Please note that this lecture has been cancelled. We hope to reschedule it for another date.

Understanding and Reducing Risk for Depression:
The Role of Stress Reactivity

 Ian H. Gotlib, PhD
 Chair, Department of Psychology
 David Starr Jordan Professor of Psychology
 Director, Stanford Mood & Anxiety Disorders Laboratory
 Stanford University


In his research, Dr. Gotlib examines psychological and biological factors that place individuals at increased risk for depression, as well as processes that are involved in recovery from this disorder. Dr. Gotlib is conducting research examining neural, cognitive, social, and endocrinological factors and genetics in depressed individuals, and applying findings from these investigations to the study of predictors of depression in children at familial risk for developing this disorder. He is also examining the impact of innovative procedures to reduce young children’s risk for depression, including Interpretation Bias Training, Attention Bias Training, and neurofeedback training. Dr. Gotlib is also examining the differential effects of early life stress on the trajectories of neurodevelopment in boys and girls over the course of puberty in an effort to explain the increased risk for depression and for suicidal behaviors at this developmental stage. Dr. Gotlib has received the Distinguished Investigator Award from the National Alliance for Research in Schizophrenia and Affective Disorders, the Joseph Zubin Award for lifetime research contributions to the understanding of psychopathology, the APA Award for Distinguished Scientific Contribution, and the APS Distinguished Scientist Award. He has published over 500 scientific articles and has written or edited several books in the areas of depression and stress, including the Handbook of Depression with Constance Hammen.
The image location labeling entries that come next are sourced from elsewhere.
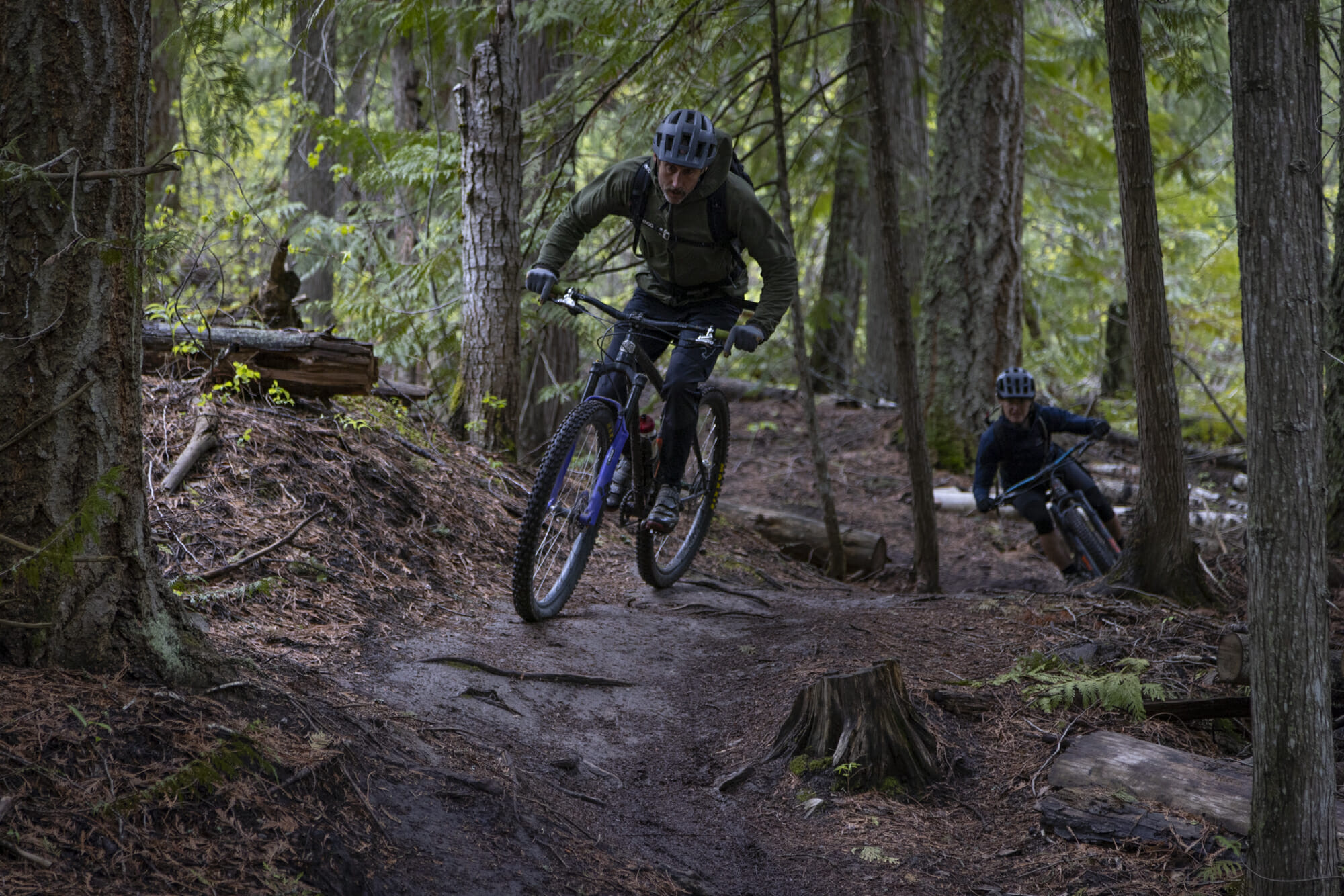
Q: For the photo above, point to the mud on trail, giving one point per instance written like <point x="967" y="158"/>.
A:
<point x="403" y="742"/>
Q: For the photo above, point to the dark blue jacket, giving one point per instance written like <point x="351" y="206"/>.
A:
<point x="1022" y="451"/>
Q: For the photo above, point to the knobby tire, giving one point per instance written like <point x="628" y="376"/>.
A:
<point x="1093" y="547"/>
<point x="663" y="559"/>
<point x="553" y="549"/>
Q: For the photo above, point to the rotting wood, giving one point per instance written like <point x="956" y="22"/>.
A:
<point x="405" y="392"/>
<point x="804" y="539"/>
<point x="204" y="437"/>
<point x="864" y="718"/>
<point x="962" y="703"/>
<point x="1218" y="791"/>
<point x="737" y="390"/>
<point x="556" y="678"/>
<point x="1107" y="820"/>
<point x="1200" y="709"/>
<point x="579" y="796"/>
<point x="307" y="365"/>
<point x="718" y="586"/>
<point x="734" y="780"/>
<point x="284" y="541"/>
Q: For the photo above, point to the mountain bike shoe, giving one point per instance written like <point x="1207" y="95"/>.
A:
<point x="620" y="483"/>
<point x="667" y="511"/>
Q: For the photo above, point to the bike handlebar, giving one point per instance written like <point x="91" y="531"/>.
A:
<point x="1032" y="482"/>
<point x="572" y="298"/>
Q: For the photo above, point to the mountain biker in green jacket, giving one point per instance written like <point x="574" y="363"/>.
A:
<point x="690" y="275"/>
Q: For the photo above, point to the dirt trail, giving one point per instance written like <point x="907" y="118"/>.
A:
<point x="713" y="675"/>
<point x="452" y="780"/>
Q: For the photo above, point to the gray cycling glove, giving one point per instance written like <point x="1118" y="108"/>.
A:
<point x="541" y="280"/>
<point x="745" y="337"/>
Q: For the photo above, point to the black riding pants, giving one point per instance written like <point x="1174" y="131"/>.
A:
<point x="1033" y="504"/>
<point x="691" y="365"/>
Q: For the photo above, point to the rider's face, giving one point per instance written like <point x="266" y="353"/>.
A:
<point x="678" y="182"/>
<point x="1015" y="409"/>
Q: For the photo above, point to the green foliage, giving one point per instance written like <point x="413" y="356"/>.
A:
<point x="201" y="777"/>
<point x="1225" y="870"/>
<point x="1053" y="686"/>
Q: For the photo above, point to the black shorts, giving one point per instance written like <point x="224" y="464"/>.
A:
<point x="1033" y="504"/>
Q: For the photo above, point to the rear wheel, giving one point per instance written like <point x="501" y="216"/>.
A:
<point x="554" y="541"/>
<point x="663" y="559"/>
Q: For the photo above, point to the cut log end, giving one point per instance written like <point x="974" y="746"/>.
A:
<point x="864" y="722"/>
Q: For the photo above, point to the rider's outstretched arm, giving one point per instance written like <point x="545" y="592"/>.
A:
<point x="987" y="464"/>
<point x="610" y="194"/>
<point x="767" y="244"/>
<point x="1061" y="421"/>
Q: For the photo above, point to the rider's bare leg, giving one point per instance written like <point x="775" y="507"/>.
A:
<point x="1056" y="550"/>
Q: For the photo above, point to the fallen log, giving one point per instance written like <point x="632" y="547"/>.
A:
<point x="1234" y="663"/>
<point x="749" y="390"/>
<point x="864" y="721"/>
<point x="202" y="440"/>
<point x="307" y="365"/>
<point x="1107" y="820"/>
<point x="804" y="539"/>
<point x="1218" y="791"/>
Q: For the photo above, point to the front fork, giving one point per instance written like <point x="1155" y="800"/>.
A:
<point x="597" y="499"/>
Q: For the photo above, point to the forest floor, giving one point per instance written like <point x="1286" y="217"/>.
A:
<point x="341" y="758"/>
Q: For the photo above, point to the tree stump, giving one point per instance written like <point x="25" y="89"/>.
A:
<point x="864" y="718"/>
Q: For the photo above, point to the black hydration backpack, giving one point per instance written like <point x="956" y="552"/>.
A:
<point x="717" y="208"/>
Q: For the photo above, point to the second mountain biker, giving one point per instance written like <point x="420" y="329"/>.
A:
<point x="691" y="217"/>
<point x="1019" y="444"/>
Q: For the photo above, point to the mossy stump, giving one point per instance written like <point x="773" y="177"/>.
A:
<point x="864" y="718"/>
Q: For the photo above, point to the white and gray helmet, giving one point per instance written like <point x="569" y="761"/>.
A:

He is a Fellow of the American Psychological Association, the Association for Psychological Science, and the American Psychopathological Association, and is Past President of the Society for Research in Psychopathology. 

Learning Objectives: At the conclusion of this lecture, participants will be able to:

  1. Describe the psychological and biological factors that place individuals at increased risk for depression.
  2. Describe the role of stress reactivity in increasing risk for depression.
  3. Describe the effects of programs designed to reduce risk for depression. 

Continuing Education Credit:  The University of Pittsburgh School of Medicine is accredited by the Accreditation Council for Continuing Medical Education to provide continuing medical education for physicians.  The University of Pittsburgh School of Medicine designates this educational activity for a maximum of 1.5 AMA PRA Category 1 CreditsTM.  Each physician should only claim credit commensurate with the extent of their participation in the activity.  Other health care professionals are awarded .15 continuing education units (CEUs), which are equal to 1.5 contact hours.  In accordance with Accreditation Council for Continuing Medical Education requirements on disclosure, information about relationships of presenters with commercial interests (if any) will be included in materials which will be distributed at the time of the conference.  WPIC is approved by the American Psychological Association to offer continuing education for psychologists.  WPIC maintains responsibility for this program and its contents.  This program is being offered for 1.5 continuing education credits.